Children & the Night Sky

Children & the Night Sky
June 13, 2016 Author

Children & the Night Sky

After Sierra’s general meeting program the other night Andy, Jimmy, my 10-year-old friend Jack, and I were standing in the parking lot, gazing up at the sky, looking at the rare configuration of five planets all in the west. Jack and Andy were trying to figure out which one was Mercury.

The night sky. All of us have, on occasion, gazed at the silent beauty of stars strewn across the evening horizon. The beginning of wisdom is awe, not fear. As we are awed by the beauty and immensity of the night stars we connect with all those countless humans before us who also were mesmerized by the night sky. A number of scientists and philosophers have attributed their initial calling to a childhood experience of becoming enraptured with the panorama of stars on a clear, cold evening.

All civilizations have projected their own stories out into space and retrieved them back as mythology. We humans have found our divinities out there. The configurations in the sky have helped us form our stories of who we are and where we came from.

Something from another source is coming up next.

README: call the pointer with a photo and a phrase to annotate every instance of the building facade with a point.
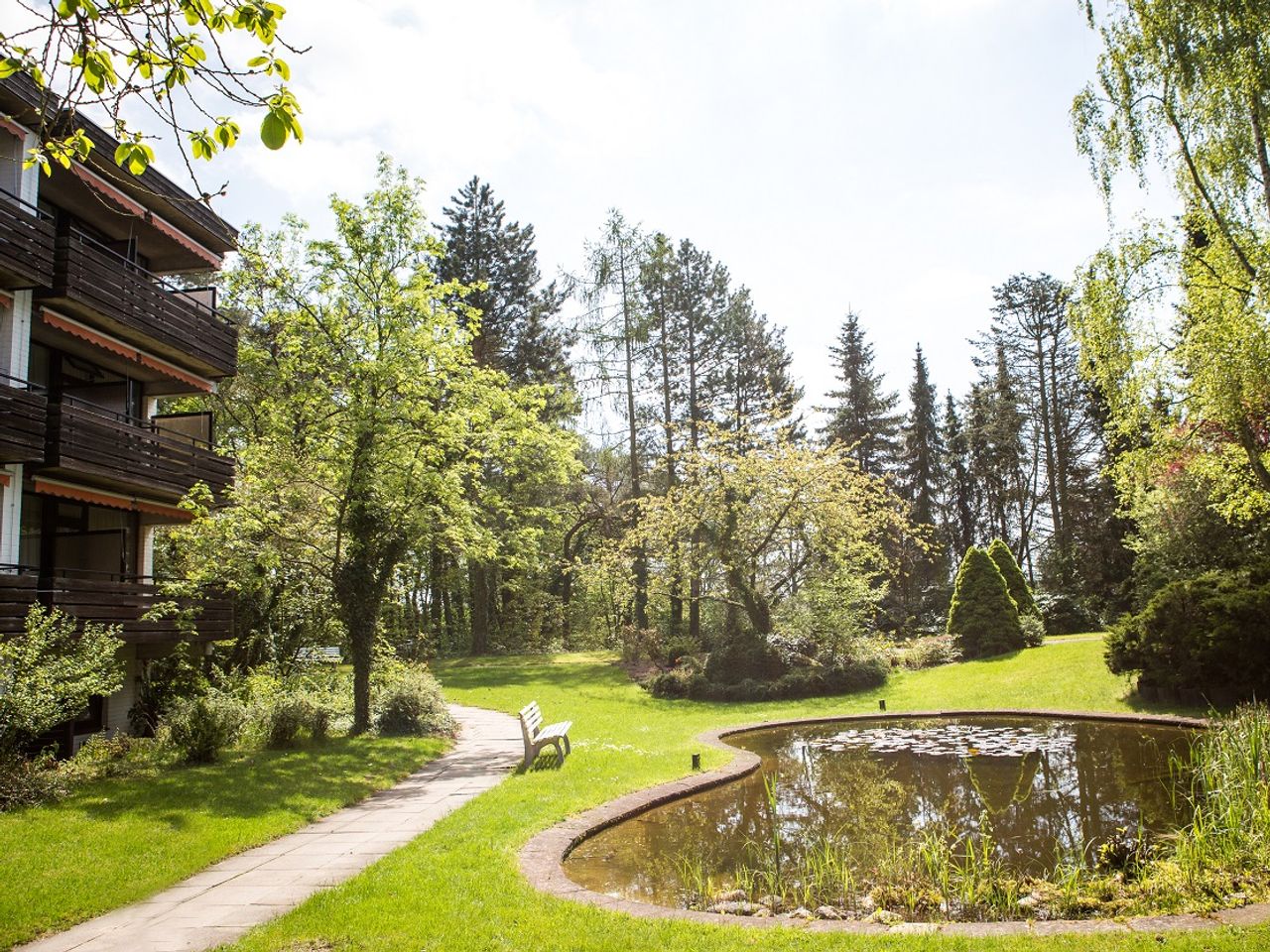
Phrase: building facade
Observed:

The vastness of space can be overwhelming. Astrophysicist, Carl Sagan: “We have examined the universe in space and seen that we live on a mote of dust circling a humdrum star in the remotest corner of an obscure galaxy.” Although we now know there are trillions of galaxies that make up the universe, science tells us that the vastness of space results in stars and galaxies being so far from each other they are mostly isolated. The nearest galaxies to us are the Magellanic Clouds – 150,000 light years away. Next is the

Andromeda Galaxy – two million light years out. These, it is hard to believe, are referred to as “the local group.” To peer up into the dark vast vault sprinkled with stardust stuns us with awe and excites a sense of wonder. Rachel Carson wrote about the need to evoke wonder in children:

“If I had influence with the good fairy who is supposed to preside over the christening of all children I should ask that her gift to each child in the world would be a sense of wonder so indestructible that it would last throughout life, as an unfailing antidote against

the boredom and disenchantments of later years, the sterile preoccupation with things that are artificial, the alienation from the sources of our strength.”

Thanks to Lisa Muehlstein, our children’s program that night was a great success. We heard both truth and tall tales about snakes and spiders we heard and saw a beautiful story about Pelican Pete the children got to create a simulated environment with construction materials. We were around children who are open to awe and wonder and around adults who know it is their responsibility to facilitate it.